Obstacle Detection System to Support Cost-Effective GoA4 on the København S-Bane

The push toward Grade of Automation 4 (GoA4) on commuter lines reflects a broader industry trend of leveraging technology to increase capacity without expanding physical infrastructure. Copenhagen’s S‑bane, a dense urban rail network, faces constraints typical of legacy systems: limited platform space, high passenger volumes, and stringent safety standards. Traditional driver‑assistance solutions rely on costly trackside equipment and extensive retrofitting, making full automation financially daunting for many operators. An obstacle detection system that uses compact lidar and radar units mounted on the train itself sidesteps these hurdles, offering a scalable, modular approach that can be retrofitted onto existing rolling stock.

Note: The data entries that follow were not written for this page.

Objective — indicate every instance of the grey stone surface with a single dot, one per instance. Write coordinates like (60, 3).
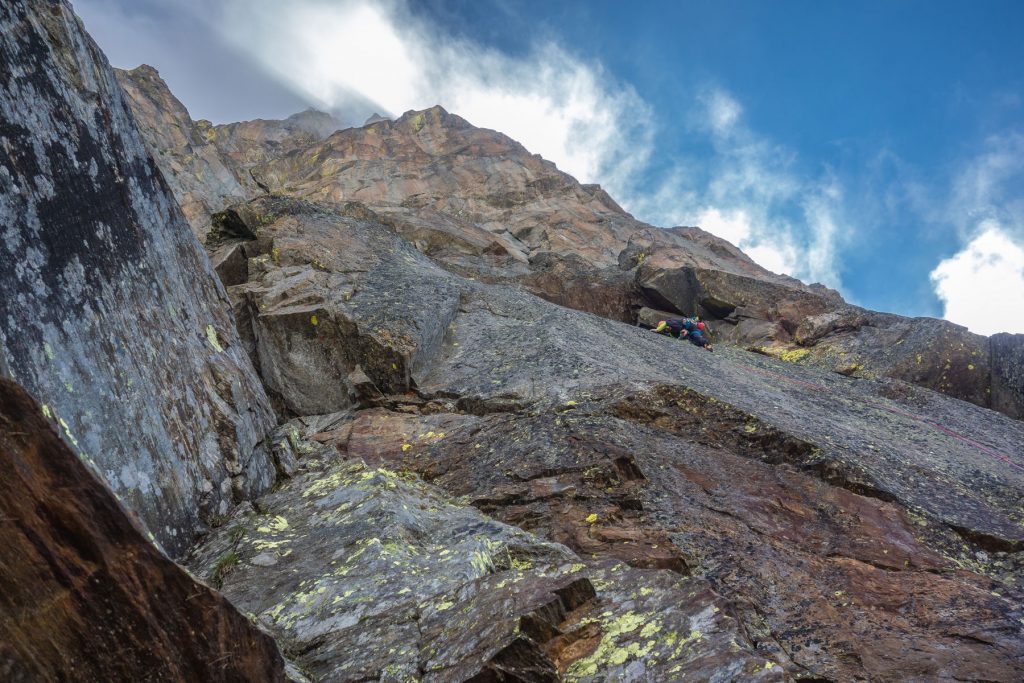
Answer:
(111, 314)
(1008, 374)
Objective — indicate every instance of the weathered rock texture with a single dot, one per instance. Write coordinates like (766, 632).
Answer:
(480, 205)
(111, 314)
(478, 483)
(855, 528)
(84, 596)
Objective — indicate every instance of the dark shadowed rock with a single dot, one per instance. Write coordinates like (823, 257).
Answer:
(84, 596)
(1008, 374)
(368, 574)
(111, 314)
(852, 526)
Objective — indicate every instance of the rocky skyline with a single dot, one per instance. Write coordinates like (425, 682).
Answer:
(283, 400)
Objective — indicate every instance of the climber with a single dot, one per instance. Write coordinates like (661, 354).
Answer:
(689, 328)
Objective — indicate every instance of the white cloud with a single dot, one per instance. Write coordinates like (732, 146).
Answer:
(555, 104)
(565, 109)
(982, 287)
(751, 193)
(723, 111)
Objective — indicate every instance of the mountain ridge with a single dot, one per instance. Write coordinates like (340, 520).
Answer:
(480, 204)
(461, 478)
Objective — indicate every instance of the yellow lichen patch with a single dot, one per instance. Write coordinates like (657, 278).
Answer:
(275, 525)
(211, 336)
(608, 652)
(794, 355)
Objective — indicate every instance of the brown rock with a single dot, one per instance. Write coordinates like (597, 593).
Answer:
(84, 596)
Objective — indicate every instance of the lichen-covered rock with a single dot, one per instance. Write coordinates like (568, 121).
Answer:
(111, 314)
(368, 574)
(829, 582)
(84, 596)
(332, 290)
(759, 476)
(203, 179)
(1008, 374)
(479, 205)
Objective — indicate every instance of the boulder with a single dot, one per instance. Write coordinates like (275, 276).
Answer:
(84, 595)
(111, 314)
(1008, 374)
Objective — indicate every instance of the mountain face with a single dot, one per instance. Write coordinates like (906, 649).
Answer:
(108, 299)
(484, 469)
(482, 206)
(83, 593)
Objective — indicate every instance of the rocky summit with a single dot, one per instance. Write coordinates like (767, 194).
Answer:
(308, 402)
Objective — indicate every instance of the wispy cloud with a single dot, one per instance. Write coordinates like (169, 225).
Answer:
(341, 53)
(753, 193)
(982, 286)
(557, 104)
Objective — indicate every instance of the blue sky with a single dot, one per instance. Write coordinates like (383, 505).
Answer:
(875, 146)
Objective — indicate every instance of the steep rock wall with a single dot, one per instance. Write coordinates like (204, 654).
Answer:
(78, 578)
(111, 314)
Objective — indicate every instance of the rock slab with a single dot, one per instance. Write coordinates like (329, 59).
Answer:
(84, 596)
(111, 314)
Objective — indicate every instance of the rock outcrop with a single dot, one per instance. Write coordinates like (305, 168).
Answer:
(486, 470)
(852, 526)
(480, 205)
(111, 314)
(84, 596)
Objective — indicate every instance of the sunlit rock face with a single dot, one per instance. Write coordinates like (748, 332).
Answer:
(111, 314)
(486, 470)
(84, 596)
(850, 526)
(480, 205)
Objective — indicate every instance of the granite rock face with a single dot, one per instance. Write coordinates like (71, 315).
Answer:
(480, 205)
(854, 528)
(84, 596)
(111, 314)
(486, 471)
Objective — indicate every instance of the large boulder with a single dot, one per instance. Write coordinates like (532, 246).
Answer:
(84, 596)
(1008, 374)
(111, 314)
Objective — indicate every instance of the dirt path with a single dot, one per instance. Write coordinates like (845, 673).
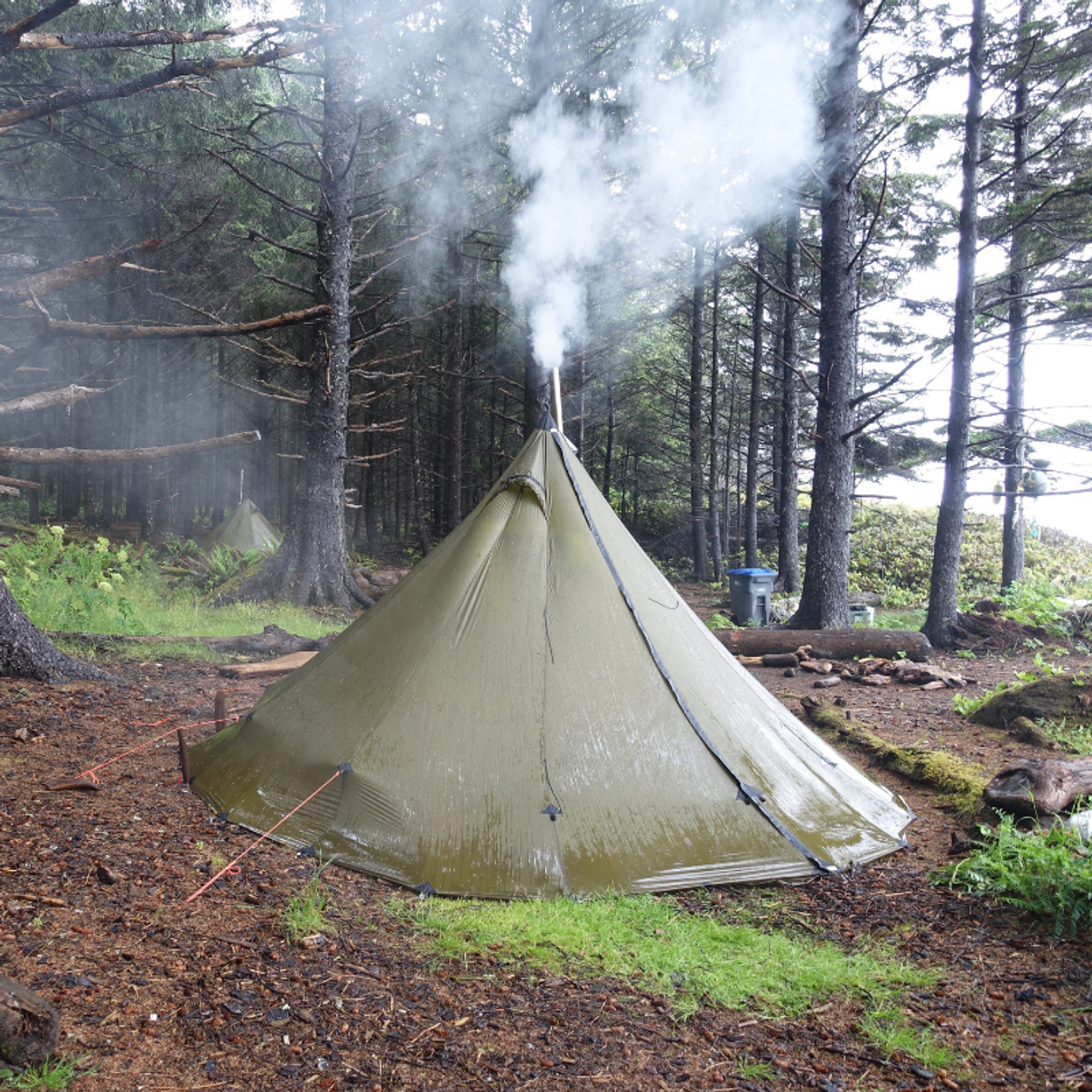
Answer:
(163, 995)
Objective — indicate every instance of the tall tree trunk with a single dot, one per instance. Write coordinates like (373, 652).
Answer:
(714, 425)
(825, 600)
(1013, 531)
(697, 390)
(755, 415)
(788, 532)
(311, 565)
(453, 386)
(539, 71)
(608, 452)
(943, 615)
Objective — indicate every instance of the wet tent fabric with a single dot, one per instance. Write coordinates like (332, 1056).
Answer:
(533, 711)
(245, 529)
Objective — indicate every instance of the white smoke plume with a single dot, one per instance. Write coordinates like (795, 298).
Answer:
(702, 155)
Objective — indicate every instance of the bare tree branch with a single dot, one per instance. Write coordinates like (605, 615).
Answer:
(65, 397)
(131, 332)
(135, 39)
(150, 81)
(43, 284)
(10, 38)
(124, 456)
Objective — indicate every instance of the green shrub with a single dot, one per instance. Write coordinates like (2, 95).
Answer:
(71, 584)
(892, 554)
(1044, 873)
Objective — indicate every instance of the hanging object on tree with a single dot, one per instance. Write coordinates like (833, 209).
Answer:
(1034, 484)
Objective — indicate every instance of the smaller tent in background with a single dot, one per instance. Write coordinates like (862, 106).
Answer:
(245, 529)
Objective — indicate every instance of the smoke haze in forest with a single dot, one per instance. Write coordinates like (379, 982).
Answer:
(694, 130)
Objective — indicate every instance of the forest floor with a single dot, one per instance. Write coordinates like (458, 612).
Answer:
(160, 995)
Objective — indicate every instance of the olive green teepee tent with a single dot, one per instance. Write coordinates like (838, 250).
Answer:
(245, 529)
(534, 710)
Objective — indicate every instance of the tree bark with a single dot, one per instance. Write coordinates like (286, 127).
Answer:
(127, 331)
(43, 284)
(943, 616)
(26, 653)
(755, 415)
(825, 600)
(697, 421)
(828, 643)
(82, 456)
(311, 566)
(65, 397)
(30, 1025)
(788, 531)
(1013, 531)
(716, 542)
(1040, 787)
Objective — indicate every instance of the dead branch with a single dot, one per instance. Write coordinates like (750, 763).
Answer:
(135, 39)
(124, 456)
(264, 394)
(20, 484)
(43, 284)
(179, 69)
(65, 397)
(9, 41)
(129, 332)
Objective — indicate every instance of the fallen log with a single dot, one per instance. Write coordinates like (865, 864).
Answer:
(959, 782)
(829, 643)
(1055, 698)
(1040, 785)
(30, 1025)
(279, 666)
(124, 455)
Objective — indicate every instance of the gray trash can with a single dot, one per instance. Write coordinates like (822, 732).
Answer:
(751, 591)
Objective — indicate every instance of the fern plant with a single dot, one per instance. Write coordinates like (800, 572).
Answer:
(1044, 873)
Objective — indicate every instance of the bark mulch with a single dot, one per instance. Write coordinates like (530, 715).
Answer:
(160, 995)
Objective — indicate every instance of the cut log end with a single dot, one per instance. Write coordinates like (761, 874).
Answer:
(30, 1025)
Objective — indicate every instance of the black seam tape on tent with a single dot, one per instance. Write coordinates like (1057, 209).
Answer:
(747, 793)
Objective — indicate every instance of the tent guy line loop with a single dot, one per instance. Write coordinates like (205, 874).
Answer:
(746, 793)
(232, 867)
(90, 773)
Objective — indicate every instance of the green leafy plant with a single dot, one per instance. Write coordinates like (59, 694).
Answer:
(71, 584)
(892, 1033)
(305, 915)
(1076, 737)
(1034, 601)
(54, 1073)
(966, 705)
(1044, 873)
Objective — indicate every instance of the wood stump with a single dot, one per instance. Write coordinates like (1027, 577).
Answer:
(30, 1025)
(1040, 787)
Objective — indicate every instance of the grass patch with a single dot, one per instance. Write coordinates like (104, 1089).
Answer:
(1073, 737)
(100, 588)
(889, 1032)
(693, 960)
(51, 1073)
(1044, 873)
(305, 915)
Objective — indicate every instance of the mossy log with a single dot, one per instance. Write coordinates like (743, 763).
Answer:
(30, 1025)
(1055, 698)
(960, 783)
(829, 643)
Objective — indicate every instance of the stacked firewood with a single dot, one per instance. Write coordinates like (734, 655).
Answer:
(872, 671)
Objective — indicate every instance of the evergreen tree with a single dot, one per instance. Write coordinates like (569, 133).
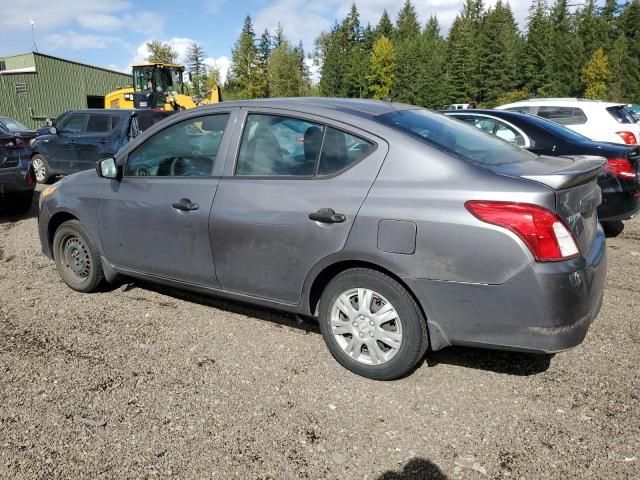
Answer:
(244, 76)
(595, 75)
(285, 77)
(264, 52)
(537, 61)
(497, 50)
(382, 69)
(384, 27)
(160, 52)
(195, 56)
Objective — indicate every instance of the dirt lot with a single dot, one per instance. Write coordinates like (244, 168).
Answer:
(141, 382)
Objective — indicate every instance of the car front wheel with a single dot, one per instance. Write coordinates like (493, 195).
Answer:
(77, 258)
(372, 325)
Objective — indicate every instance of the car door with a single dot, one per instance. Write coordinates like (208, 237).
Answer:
(288, 200)
(92, 144)
(61, 147)
(155, 221)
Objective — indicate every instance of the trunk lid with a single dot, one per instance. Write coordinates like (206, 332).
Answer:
(574, 180)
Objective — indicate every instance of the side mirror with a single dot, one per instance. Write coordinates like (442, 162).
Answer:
(107, 168)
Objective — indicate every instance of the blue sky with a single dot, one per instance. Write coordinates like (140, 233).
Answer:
(112, 33)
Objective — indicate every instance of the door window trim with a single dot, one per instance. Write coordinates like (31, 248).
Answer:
(217, 168)
(294, 115)
(527, 141)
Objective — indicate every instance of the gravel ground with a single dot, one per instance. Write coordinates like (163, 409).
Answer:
(144, 382)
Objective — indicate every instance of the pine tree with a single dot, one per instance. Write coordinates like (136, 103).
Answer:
(160, 52)
(384, 27)
(382, 69)
(264, 52)
(497, 61)
(244, 76)
(195, 56)
(285, 77)
(595, 75)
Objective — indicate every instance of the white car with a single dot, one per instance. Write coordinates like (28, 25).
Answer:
(597, 120)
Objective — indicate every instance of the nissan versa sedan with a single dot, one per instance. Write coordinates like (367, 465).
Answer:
(398, 228)
(620, 180)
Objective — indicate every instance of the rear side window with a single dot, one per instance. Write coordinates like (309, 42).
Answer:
(563, 115)
(522, 109)
(275, 146)
(621, 114)
(75, 123)
(458, 138)
(185, 149)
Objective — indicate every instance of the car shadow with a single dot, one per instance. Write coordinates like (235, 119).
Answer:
(497, 361)
(509, 363)
(306, 324)
(7, 216)
(415, 469)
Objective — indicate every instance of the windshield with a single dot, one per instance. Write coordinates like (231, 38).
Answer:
(458, 138)
(13, 125)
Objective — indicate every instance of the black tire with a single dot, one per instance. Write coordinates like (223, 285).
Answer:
(77, 258)
(21, 203)
(613, 229)
(414, 335)
(41, 168)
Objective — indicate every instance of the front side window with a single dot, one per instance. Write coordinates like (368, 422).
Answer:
(99, 123)
(275, 146)
(452, 136)
(75, 123)
(185, 149)
(507, 133)
(563, 115)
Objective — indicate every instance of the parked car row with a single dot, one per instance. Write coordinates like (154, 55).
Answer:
(619, 181)
(397, 227)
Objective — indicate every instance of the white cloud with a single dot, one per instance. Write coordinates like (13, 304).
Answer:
(214, 6)
(55, 13)
(78, 41)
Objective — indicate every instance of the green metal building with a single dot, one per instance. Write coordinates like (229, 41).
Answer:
(34, 87)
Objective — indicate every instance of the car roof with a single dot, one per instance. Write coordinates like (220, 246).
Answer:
(357, 107)
(563, 102)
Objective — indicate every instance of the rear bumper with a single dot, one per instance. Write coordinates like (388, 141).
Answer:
(546, 307)
(13, 179)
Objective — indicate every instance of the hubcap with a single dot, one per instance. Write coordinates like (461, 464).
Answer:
(76, 257)
(38, 167)
(366, 326)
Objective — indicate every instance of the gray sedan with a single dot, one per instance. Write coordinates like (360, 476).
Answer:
(398, 228)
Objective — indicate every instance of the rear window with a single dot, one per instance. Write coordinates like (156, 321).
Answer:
(563, 115)
(13, 125)
(458, 138)
(621, 114)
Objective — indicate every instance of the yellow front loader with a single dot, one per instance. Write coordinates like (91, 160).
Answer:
(159, 86)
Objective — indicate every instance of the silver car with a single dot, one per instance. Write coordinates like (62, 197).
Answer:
(398, 228)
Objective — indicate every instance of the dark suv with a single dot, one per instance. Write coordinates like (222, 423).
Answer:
(17, 181)
(82, 137)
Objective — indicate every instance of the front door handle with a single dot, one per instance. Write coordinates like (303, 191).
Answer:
(327, 215)
(185, 205)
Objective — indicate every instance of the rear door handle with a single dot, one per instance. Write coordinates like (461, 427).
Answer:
(327, 215)
(185, 205)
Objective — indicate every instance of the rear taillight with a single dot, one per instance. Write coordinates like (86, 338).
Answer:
(540, 229)
(620, 167)
(15, 142)
(628, 137)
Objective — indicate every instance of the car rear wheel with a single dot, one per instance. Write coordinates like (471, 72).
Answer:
(41, 168)
(372, 325)
(77, 258)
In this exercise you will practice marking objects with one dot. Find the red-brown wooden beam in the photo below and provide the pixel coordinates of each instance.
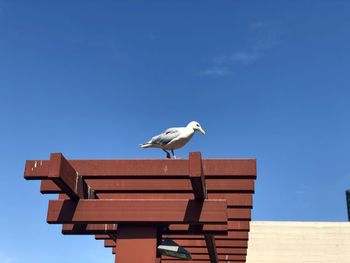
(199, 261)
(65, 177)
(220, 251)
(234, 235)
(233, 199)
(219, 243)
(114, 211)
(226, 258)
(136, 244)
(169, 185)
(174, 229)
(39, 170)
(159, 185)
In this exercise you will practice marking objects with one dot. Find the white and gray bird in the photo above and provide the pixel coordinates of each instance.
(173, 138)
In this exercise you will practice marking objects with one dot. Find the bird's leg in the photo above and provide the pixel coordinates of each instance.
(167, 154)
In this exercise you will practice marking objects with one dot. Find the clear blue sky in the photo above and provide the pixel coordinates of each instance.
(266, 79)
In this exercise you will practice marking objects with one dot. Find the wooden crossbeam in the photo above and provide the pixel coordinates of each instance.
(65, 177)
(174, 229)
(168, 185)
(163, 186)
(233, 235)
(103, 169)
(89, 229)
(225, 258)
(219, 243)
(220, 251)
(199, 261)
(233, 199)
(114, 211)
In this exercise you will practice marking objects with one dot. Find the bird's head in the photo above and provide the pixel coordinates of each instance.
(196, 126)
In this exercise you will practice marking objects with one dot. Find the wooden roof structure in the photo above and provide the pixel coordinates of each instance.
(204, 205)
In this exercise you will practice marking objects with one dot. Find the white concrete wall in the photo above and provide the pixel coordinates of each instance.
(299, 242)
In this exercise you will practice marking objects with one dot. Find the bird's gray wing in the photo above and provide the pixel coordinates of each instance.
(166, 137)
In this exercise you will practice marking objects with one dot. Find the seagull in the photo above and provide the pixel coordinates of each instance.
(173, 138)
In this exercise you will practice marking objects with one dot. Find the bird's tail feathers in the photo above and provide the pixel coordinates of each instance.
(145, 145)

At the heart of the solution is a sensor fusion platform that merges 3D lidar point clouds, radar reflections and high‑resolution camera feeds, processed by edge‑AI algorithms trained to recognize objects ranging from luggage carts to unexpected passenger movements. By delivering millisecond‑level hazard alerts directly to the train’s control system, the technology ensures safe braking and precise door operations, essential for driverless service. Crucially, the system is designed to plug into Copenhagen’s current signaling and communications‑based train control (CBTC) framework, avoiding the need for a full‑scale signal replacement. This compatibility reduces capital expenditure and shortens deployment timelines, making GoA4 a financially viable upgrade for the city’s transit authority.

If the pilot validates projected safety improvements and operational efficiencies, the implications extend beyond Denmark. European rail operators grappling with aging infrastructure could adopt similar sensor‑centric strategies to achieve driverless operations without massive infrastructure overhauls. The anticipated reduction in dwell times and enhanced passenger safety could translate into higher line capacity and better service reliability, reinforcing the economic case for automation. As cities worldwide seek sustainable mobility solutions, Copenhagen’s approach may become a benchmark for cost‑effective, technology‑driven rail modernization.